Como sua advogada e amiga, discordei sustentando que a sua eventual eleição o afastaria das bases, por esse motivo defendendo a sua candidatura a deputado estadual. Na verdade, não quis magoá-lo, e assim não lhe fiz ver que, com a substituição de Luiz Carlos Prestes no comando do PCB, os prestistas estavam sendo queimados, e que ele, Gregório, não seria o candidato preferencial.

No curso da campanha, porém, Gregório começou a sentir que os companheiros o estavam abandonando, assim no município do Cabo, em Palmares, o mesmo ocorrendo com o vereador do Recife e tantos outros, até mesmo Arraes.

Muito ético, onde falava ao povo, Gregório sempre recomendava ao eleitorado outros concorrentes, notadamente, Arraes e Jarbas. O resultado foi o pior por mim esperado: a expressiva votação superior a 13.000 votos, obtida em condições totalmente adversas, na verdade, fora muito inferior ao mínimo necessário. Compreendendo então toda a verdade e que no final da vida fora exposto a uma derrota eleitoral desnecessária.

Gregório foi tomado de uma grande tristeza e, quando por mim abordado a respeito, sorriu com indisfarçável amargura.
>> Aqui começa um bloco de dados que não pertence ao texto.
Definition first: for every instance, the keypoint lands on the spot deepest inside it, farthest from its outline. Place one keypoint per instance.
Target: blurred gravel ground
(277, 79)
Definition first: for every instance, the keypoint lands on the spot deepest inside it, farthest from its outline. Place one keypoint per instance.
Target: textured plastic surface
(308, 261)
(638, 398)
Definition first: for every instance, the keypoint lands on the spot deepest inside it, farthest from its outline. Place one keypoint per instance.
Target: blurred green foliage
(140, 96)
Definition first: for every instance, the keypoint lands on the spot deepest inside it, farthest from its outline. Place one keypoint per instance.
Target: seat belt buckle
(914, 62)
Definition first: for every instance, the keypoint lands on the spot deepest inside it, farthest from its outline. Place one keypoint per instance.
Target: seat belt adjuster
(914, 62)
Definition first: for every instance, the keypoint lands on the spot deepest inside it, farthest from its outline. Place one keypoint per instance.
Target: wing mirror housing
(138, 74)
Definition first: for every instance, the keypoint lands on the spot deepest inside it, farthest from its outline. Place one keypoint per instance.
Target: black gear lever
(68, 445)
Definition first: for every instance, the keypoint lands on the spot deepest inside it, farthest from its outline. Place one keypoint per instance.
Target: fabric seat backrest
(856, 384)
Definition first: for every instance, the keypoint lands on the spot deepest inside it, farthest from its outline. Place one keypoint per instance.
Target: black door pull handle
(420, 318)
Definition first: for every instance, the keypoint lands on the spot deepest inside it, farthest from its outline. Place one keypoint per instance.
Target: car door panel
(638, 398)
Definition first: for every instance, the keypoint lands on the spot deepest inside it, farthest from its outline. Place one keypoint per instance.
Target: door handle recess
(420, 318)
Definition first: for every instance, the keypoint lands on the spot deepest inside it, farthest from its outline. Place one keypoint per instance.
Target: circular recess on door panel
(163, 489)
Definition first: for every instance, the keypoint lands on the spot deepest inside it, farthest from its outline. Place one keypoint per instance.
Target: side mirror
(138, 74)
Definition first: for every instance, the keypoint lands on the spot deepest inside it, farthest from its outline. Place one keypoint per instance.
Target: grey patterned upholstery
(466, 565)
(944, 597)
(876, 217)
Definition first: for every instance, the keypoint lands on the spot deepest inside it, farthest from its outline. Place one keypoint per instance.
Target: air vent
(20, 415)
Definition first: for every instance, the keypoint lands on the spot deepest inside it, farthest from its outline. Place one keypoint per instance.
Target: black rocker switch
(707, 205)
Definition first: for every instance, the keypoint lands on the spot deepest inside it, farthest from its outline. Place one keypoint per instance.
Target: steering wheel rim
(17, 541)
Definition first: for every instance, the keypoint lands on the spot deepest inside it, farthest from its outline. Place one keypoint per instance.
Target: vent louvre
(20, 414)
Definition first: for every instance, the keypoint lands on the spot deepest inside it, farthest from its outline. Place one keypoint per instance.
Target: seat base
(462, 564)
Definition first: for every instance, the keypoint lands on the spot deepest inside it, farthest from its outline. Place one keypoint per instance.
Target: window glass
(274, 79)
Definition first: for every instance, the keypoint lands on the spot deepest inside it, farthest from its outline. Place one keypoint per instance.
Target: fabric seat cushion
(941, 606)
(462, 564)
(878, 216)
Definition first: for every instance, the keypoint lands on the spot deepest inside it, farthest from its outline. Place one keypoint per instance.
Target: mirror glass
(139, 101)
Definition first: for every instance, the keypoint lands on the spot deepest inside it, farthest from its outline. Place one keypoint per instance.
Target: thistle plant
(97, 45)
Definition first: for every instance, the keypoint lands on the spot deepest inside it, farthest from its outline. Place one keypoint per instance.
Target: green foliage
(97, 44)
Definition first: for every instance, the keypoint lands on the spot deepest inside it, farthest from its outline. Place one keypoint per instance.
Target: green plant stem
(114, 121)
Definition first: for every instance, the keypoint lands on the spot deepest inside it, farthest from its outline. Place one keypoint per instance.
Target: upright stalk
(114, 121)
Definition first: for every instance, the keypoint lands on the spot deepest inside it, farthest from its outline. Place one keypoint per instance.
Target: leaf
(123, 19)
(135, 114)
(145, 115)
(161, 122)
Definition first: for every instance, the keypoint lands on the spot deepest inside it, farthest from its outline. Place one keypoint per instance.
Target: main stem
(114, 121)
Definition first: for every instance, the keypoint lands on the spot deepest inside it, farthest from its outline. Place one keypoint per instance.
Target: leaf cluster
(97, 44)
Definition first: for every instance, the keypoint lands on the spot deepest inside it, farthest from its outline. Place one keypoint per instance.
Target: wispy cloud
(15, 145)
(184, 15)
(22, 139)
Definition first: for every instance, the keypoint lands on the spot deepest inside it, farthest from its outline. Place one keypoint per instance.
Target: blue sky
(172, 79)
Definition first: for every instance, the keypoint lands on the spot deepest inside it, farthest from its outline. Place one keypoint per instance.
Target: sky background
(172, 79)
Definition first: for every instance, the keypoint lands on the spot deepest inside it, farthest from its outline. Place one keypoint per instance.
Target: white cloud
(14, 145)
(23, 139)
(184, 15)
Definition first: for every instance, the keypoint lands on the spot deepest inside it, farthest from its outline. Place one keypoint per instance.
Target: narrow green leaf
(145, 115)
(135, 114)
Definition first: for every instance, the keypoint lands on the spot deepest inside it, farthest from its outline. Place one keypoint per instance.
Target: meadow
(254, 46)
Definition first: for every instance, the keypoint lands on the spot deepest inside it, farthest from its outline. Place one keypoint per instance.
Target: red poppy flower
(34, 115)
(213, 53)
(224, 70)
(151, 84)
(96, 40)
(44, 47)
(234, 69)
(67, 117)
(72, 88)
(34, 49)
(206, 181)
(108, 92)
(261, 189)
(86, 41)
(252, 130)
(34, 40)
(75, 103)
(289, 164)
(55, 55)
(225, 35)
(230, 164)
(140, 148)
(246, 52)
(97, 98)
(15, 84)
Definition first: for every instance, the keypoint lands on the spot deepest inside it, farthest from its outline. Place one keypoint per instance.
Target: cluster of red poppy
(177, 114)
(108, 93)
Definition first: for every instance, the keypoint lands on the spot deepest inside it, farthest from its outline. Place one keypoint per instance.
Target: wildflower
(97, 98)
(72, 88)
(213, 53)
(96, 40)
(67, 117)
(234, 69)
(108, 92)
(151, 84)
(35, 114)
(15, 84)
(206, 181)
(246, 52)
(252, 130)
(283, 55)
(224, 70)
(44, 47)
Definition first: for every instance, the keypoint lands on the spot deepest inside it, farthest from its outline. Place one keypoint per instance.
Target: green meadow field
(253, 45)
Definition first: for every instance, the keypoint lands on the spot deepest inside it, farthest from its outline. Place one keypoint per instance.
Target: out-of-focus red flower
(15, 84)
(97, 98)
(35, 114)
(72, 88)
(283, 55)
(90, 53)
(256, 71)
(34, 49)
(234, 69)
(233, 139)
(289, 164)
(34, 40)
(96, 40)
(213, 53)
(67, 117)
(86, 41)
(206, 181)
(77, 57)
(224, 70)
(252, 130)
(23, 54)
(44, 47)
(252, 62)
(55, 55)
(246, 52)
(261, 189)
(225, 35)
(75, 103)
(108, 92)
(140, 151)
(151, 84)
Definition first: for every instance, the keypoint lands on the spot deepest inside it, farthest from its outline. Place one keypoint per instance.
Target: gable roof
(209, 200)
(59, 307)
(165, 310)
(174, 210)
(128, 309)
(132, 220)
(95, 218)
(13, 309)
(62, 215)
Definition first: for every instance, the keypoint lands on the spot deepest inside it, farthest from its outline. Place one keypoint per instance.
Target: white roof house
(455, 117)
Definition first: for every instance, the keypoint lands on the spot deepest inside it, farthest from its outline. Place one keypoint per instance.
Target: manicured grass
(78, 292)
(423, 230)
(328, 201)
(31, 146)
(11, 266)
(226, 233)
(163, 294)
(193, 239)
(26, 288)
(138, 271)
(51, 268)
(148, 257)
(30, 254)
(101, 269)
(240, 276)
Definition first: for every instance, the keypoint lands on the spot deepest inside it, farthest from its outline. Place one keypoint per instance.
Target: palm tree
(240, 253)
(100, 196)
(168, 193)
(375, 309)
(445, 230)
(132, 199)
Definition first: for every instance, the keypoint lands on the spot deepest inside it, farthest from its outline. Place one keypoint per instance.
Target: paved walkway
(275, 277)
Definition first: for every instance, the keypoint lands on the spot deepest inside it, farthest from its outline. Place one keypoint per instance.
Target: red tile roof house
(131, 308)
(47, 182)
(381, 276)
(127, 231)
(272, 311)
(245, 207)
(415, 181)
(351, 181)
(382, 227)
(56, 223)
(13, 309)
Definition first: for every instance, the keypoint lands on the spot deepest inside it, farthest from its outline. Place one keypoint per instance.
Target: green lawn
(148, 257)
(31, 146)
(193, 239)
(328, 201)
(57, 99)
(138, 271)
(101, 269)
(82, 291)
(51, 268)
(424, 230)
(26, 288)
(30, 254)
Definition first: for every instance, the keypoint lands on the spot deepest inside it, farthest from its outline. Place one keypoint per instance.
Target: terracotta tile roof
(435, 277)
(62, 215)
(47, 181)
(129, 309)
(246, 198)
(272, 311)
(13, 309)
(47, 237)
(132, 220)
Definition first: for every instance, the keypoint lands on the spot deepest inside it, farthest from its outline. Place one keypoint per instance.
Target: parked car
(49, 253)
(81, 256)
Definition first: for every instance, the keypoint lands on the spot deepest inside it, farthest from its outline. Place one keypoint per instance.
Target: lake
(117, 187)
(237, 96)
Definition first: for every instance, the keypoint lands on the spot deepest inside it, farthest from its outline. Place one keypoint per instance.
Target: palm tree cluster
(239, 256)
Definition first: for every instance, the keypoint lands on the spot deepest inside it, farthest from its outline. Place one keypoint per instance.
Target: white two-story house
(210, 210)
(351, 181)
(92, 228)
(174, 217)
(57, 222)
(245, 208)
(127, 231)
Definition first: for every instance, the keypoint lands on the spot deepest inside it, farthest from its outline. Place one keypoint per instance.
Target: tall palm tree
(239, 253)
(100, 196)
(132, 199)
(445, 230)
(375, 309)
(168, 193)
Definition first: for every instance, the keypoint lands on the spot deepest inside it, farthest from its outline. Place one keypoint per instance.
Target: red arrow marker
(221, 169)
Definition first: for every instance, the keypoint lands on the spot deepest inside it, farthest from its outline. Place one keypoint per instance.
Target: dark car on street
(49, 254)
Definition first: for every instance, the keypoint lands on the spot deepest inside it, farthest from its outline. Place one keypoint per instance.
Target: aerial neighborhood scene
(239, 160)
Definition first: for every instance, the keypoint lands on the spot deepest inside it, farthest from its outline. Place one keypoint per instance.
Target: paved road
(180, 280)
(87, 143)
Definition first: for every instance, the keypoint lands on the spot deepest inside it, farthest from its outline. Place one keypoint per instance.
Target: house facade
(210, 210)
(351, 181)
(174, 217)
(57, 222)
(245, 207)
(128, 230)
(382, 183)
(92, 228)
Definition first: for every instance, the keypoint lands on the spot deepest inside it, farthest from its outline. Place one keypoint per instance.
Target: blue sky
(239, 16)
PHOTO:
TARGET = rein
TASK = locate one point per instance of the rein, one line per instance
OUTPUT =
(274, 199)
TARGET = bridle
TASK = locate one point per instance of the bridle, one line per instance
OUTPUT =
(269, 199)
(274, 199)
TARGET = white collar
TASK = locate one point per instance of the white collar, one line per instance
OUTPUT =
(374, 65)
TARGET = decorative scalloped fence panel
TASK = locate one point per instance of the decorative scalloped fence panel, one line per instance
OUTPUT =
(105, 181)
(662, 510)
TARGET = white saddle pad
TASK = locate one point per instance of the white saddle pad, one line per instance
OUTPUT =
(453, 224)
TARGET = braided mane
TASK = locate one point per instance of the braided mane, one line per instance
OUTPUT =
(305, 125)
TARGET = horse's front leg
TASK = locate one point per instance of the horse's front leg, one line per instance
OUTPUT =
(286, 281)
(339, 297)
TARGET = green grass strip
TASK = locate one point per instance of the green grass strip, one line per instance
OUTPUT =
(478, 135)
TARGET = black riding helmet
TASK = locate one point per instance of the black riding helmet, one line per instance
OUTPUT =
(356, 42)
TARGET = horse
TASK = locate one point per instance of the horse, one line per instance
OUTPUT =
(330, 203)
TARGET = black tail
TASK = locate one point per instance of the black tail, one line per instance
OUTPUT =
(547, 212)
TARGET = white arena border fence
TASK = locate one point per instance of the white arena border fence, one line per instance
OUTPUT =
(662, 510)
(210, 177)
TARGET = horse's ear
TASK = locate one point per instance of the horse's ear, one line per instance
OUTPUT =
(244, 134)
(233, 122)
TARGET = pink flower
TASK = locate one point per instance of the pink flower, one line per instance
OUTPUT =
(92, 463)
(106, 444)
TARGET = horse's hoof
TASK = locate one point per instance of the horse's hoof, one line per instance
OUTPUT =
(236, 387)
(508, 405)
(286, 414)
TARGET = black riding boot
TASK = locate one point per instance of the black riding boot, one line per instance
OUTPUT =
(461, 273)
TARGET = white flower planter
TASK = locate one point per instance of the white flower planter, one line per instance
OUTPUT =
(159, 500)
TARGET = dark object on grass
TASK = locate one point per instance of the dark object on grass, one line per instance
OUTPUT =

Pouco tempo depois ocorreu o seu falecimento.

A casa de Gregório sempre foi respeitada pela repressão, nunca foi invadida. Após o seu enterro, um grupo de pessoas que o induziram a se candidatar, invadiram a casa do guerreiro morto e levaram grande quantidade de documentos pessoais, inclusive o terceiro volume inacabado de um livro que estava sendo escrito por ele.

Neste final de século, é louvável o esforço que se faz para recuperar a memória nacional, no qual se insere também este evento marcante, em que se homenageia o mais notável militante comunista do Estado de Pernambuco.

A mim, como amiga e advogada, só me resta agradecer a esta oportunidade proporcionada pelos responsáveis por este ato de justiça ao saudoso valente guerreiro feito de ferro e flor.